Clifford Bardelli, aged 52, had been given two pieces of horn as keepsakes by his former boss when he worked as a silversmith.

But when his long-term partner left him hard-up Bardelli approached two Chinese herbalists and tried to sell them - despite being told it was illegal.

He was caught when one of them dialled 1471 after he called and passed his details to police who arrested him.

Officers found a lump of horn weighing 54g and later found a second bigger piece weighing 173g in his garden.

Experts said the two together were worth £14,756 but ‘unsophisticated’.

Bardelli was trying to sell them for just a few hundred pounds.

Magistrates in Sheffield, heard Bardelli used the pieces of horn in his previous career as a silversmith where the animal parts are traditionally used to shape metal.

Rhino horn does not make marks on the metal like other materials.

Bardelli, who now works as a landscape gardener, said when he left the job his boss gave him the two pieces knowing he was a keen collector of fossils and artefacts.

Prosecutor Rob Coyne said Bardelli, of Carr Forge Mount,Hackenthorpe, Sheffield, called a Chinese herbalist in March saying he had some black rhino horn and ‘asking her several times if she wanted any’.

Police later found Bardelli had also visited a second Chinese herbalist in Sheffield offering her the horns.

He told her they were from South Africa and claimed they were worth £1,000 but was ‘willing to do a deal’.

Paul Metcalfe, defending, said Bardelli was unable to pay his mortgage after splitting up with his partner.

He said: “What he was asking for was nothing like the value of these things.
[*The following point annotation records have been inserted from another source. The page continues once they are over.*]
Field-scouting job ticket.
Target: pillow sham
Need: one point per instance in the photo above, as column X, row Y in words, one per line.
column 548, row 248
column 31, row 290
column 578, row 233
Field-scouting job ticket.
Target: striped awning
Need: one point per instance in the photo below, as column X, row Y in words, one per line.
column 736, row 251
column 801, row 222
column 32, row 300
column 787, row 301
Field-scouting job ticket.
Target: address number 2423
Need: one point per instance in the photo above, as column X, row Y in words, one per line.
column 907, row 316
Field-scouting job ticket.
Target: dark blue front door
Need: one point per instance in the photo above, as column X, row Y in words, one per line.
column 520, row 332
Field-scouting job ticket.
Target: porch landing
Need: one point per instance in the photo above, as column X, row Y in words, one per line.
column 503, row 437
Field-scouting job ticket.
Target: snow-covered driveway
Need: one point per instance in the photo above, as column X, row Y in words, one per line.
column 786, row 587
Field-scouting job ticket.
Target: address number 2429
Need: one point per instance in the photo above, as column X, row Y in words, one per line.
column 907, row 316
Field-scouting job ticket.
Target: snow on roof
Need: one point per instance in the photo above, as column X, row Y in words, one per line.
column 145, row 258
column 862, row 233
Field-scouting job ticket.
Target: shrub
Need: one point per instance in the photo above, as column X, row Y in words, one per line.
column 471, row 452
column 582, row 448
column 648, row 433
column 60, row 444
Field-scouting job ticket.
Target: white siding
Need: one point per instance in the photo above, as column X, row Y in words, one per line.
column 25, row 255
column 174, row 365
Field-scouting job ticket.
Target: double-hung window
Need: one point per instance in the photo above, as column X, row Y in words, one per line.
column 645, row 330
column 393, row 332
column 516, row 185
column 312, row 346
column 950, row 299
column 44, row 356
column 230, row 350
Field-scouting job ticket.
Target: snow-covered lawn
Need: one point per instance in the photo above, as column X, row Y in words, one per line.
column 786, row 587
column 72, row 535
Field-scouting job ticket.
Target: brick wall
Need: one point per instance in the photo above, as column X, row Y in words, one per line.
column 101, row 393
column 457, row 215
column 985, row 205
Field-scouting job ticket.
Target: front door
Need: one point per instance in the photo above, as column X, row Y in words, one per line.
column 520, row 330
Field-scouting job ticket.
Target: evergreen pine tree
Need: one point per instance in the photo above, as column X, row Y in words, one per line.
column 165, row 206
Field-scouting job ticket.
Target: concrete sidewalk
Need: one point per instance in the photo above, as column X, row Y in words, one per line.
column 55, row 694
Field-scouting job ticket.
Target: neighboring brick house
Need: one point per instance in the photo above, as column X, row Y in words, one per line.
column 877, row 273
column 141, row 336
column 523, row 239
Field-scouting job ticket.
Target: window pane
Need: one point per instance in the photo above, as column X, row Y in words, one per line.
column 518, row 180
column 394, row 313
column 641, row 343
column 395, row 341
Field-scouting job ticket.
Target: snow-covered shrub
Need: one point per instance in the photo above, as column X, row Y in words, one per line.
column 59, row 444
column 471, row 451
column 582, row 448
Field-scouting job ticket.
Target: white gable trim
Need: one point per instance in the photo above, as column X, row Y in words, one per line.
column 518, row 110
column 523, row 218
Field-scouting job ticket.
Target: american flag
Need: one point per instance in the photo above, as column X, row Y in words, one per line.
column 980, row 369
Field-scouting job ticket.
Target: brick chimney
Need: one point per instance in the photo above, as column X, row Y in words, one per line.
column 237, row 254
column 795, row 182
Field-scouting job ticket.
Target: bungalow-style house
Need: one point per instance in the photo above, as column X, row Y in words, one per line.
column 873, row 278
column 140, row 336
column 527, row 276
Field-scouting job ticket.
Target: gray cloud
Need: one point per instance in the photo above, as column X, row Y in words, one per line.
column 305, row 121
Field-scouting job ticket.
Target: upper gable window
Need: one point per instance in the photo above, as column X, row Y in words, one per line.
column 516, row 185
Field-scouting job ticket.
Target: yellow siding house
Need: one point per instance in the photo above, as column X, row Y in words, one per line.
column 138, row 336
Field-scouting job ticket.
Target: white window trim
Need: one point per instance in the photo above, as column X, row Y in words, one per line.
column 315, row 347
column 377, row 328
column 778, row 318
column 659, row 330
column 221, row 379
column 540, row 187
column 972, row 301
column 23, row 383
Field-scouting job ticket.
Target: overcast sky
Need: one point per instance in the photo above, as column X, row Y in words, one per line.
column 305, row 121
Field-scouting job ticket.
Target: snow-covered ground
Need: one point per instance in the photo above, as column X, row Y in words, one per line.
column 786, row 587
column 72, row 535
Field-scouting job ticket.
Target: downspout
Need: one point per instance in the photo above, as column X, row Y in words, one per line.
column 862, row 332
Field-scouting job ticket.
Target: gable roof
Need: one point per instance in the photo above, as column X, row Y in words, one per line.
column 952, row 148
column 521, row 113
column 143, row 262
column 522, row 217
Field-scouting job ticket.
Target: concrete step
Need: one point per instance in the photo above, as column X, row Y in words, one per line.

A couple of hundred pounds was all he was after. This was an act of foolish desperation. It was unsophisticated.”

Bardelli admitted two charges of offering for sale parts of an endangered wild animal.

Magistrates ordered forfeiture of the two rhino horns and handed him a community order with 240 hours of unpaid work.

They also imposed a tagged curfew between the hours of 8pm and 6am, and ordered him to pay a £15 victim surcharge.

Chairman of the bench Alan Law told him: “Clearly this is a very serious offence, the value of it and the fact that it is an endangered species.

“This is something we have to set an example about.

“You lied to the police. You continued to try to sell this material despite knowing what the circumstances were. This is very serious.”